Premenstrual dysphoric disorder: General overview, treatment strategies, and focus on sertraline for symptom-onset dosing Original paper

What was studied?

This paper studied the efficacy and tolerability of symptom-onset dosing of sertraline, a selective serotonin reuptake inhibitor (SSRI), for the treatment of premenstrual dysphoric disorder (PMDD). The focus was on assessing whether administering sertraline starting at the onset of PMDD symptoms, rather than continuous or luteal-phase dosing, could effectively reduce symptom severity and improve clinical outcomes over six menstrual cycles. The study also explored the side effect profile and discontinuation symptoms associated with this targeted treatment approach.

Who was studied?

The study population comprised 252 women with prospectively confirmed PMDD, aged approximately 34 years on average, predominantly white (around 70%), and without significant medical or psychiatric comorbidities. These participants were randomized into two groups: 125 women received flexible doses of sertraline (50–100 mg/day) beginning at symptom onset and continuing until menstruation began, while 127 women received placebo treatment following the same schedule.

What were the most important findings?

The study demonstrated that symptom-onset treatment with sertraline significantly reduced the severity of PMDD symptoms compared to placebo. Specifically, women treated with sertraline showed statistically significant improvements in depressive symptoms as measured by clinician-rated scales and a significant reduction in the daily record of problem severity, including the anger/irritability subscale. While the reduction in premenstrual tension ratings narrowly missed statistical significance, sertraline outperformed placebo in global improvement ratings and had higher clinical response rates (67% vs. 52%). Noticeably, emission rates were not significantly different. The average duration of sertraline use was only about seven days per menstrual cycle, minimizing exposure to the drug and related side effects. Adverse effects, primarily nausea and insomnia, were more common in the sertraline group, but abrupt discontinuation did not lead to withdrawal symptoms. These findings indicate that targeted, short-term SSRI treatment timed to symptom onset is effective and well tolerated in managing PMDD.

What are the greatest implications of this study?
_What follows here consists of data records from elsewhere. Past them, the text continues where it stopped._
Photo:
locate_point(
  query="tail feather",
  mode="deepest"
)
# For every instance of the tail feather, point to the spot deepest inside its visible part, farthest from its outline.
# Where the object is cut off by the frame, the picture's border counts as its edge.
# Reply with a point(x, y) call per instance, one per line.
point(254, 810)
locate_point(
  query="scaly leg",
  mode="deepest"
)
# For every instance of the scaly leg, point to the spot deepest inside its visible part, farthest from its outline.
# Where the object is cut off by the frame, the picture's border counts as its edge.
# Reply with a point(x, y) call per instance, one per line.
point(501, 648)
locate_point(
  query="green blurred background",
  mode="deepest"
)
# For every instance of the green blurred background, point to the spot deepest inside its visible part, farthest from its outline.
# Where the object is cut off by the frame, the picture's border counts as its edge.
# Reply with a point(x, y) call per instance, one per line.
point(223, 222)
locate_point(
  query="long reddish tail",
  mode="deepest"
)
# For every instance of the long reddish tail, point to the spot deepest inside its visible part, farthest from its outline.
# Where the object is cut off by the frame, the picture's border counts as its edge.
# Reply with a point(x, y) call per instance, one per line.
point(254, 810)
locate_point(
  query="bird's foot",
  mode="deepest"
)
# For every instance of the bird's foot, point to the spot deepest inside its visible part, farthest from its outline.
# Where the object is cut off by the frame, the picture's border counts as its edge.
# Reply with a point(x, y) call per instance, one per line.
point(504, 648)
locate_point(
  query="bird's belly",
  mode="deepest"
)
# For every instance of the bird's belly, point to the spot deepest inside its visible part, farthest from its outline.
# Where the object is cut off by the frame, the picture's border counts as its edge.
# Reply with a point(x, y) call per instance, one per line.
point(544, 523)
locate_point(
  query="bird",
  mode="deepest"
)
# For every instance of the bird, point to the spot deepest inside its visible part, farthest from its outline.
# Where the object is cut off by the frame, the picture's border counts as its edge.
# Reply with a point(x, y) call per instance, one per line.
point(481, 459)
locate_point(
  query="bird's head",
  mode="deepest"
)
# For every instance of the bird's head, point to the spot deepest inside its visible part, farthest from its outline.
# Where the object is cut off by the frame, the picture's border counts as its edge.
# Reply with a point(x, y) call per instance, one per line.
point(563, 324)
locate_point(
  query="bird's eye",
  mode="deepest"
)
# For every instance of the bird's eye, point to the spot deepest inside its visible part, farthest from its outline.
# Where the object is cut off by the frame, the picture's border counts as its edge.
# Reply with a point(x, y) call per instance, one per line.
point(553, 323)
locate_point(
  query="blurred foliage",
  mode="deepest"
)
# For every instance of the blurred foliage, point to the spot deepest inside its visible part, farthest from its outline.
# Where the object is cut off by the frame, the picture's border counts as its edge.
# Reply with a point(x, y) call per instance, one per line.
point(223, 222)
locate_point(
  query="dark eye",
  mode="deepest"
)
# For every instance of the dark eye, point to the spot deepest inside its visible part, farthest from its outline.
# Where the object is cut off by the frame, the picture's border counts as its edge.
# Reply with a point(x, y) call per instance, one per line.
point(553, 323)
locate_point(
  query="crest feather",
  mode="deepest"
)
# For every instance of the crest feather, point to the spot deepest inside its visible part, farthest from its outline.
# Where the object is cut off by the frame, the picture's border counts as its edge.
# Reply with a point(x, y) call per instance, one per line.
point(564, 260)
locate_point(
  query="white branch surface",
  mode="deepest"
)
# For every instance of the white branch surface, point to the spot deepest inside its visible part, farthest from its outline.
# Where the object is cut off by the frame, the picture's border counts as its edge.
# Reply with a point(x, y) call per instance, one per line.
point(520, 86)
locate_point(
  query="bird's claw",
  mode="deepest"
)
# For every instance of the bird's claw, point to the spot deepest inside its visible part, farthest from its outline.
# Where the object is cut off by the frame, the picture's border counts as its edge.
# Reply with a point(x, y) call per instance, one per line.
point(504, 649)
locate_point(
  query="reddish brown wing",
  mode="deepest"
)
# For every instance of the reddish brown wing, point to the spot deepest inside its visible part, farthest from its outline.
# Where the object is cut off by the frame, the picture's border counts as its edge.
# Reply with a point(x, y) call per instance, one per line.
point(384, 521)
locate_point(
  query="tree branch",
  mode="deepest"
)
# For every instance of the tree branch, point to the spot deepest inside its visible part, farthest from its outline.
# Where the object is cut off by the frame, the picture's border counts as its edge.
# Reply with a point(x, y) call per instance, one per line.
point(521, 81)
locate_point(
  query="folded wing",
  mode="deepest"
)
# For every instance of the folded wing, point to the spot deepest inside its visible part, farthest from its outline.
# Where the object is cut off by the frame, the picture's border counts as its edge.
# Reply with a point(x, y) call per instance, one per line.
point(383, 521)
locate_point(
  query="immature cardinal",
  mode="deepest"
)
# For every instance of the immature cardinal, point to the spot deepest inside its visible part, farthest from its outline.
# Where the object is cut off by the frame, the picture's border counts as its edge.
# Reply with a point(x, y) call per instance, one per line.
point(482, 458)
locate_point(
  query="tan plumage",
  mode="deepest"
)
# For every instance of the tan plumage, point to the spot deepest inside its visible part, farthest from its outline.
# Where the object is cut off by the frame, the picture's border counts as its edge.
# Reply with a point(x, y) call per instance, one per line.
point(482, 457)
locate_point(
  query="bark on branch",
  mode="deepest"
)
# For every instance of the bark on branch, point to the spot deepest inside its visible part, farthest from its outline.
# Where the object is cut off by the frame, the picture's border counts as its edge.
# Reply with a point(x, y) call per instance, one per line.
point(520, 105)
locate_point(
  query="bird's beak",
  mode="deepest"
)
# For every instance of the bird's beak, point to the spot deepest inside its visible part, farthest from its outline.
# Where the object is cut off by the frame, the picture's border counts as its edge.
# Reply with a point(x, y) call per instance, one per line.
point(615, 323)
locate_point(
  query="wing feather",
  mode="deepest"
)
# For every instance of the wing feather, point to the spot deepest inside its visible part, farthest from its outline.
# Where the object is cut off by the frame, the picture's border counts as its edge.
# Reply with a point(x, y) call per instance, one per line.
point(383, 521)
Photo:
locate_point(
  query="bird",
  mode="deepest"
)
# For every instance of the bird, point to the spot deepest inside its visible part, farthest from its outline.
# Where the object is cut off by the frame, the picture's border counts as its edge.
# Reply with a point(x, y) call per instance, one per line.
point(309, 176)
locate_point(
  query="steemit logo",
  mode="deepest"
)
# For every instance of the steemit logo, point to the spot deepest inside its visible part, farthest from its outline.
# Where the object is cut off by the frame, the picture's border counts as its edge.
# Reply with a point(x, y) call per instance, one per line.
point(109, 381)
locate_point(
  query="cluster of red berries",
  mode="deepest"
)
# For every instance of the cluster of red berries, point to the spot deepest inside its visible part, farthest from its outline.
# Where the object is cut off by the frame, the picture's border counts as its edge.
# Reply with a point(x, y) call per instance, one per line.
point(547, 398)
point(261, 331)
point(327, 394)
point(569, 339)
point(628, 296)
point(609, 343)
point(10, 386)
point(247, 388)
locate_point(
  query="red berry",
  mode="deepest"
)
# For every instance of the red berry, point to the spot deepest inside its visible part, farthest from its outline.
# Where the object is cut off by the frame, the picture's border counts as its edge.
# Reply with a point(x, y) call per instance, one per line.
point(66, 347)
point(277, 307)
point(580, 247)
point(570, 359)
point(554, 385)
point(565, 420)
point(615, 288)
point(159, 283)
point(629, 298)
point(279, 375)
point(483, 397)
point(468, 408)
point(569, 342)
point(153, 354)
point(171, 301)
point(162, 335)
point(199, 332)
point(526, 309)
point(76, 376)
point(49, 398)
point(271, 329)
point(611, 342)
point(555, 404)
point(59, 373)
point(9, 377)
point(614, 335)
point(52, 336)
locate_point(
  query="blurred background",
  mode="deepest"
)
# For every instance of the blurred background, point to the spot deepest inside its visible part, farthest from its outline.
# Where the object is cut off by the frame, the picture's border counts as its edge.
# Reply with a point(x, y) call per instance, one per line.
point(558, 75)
This research challenges traditional views that antidepressants require continuous administration to be effective in PMDD treatment by demonstrating that symptom-onset dosing with sertraline is both efficacious and has a favorable side effect profile. This approach minimizes medication exposure and associated adverse effects, potentially improving adherence and reducing treatment costs. It provides a practical strategy to manage PMDD symptoms precisely when needed, aligning with the disorder’s cyclical nature. Future research is needed to compare symptom-onset dosing directly with luteal-phase and continuous dosing regimens and to explore treatment strategies for non-responders to symptom-onset sertraline. Clinically, this study supports personalized, flexible pharmacotherapy for PMDD, enhancing therapeutic outcomes while mitigating risks.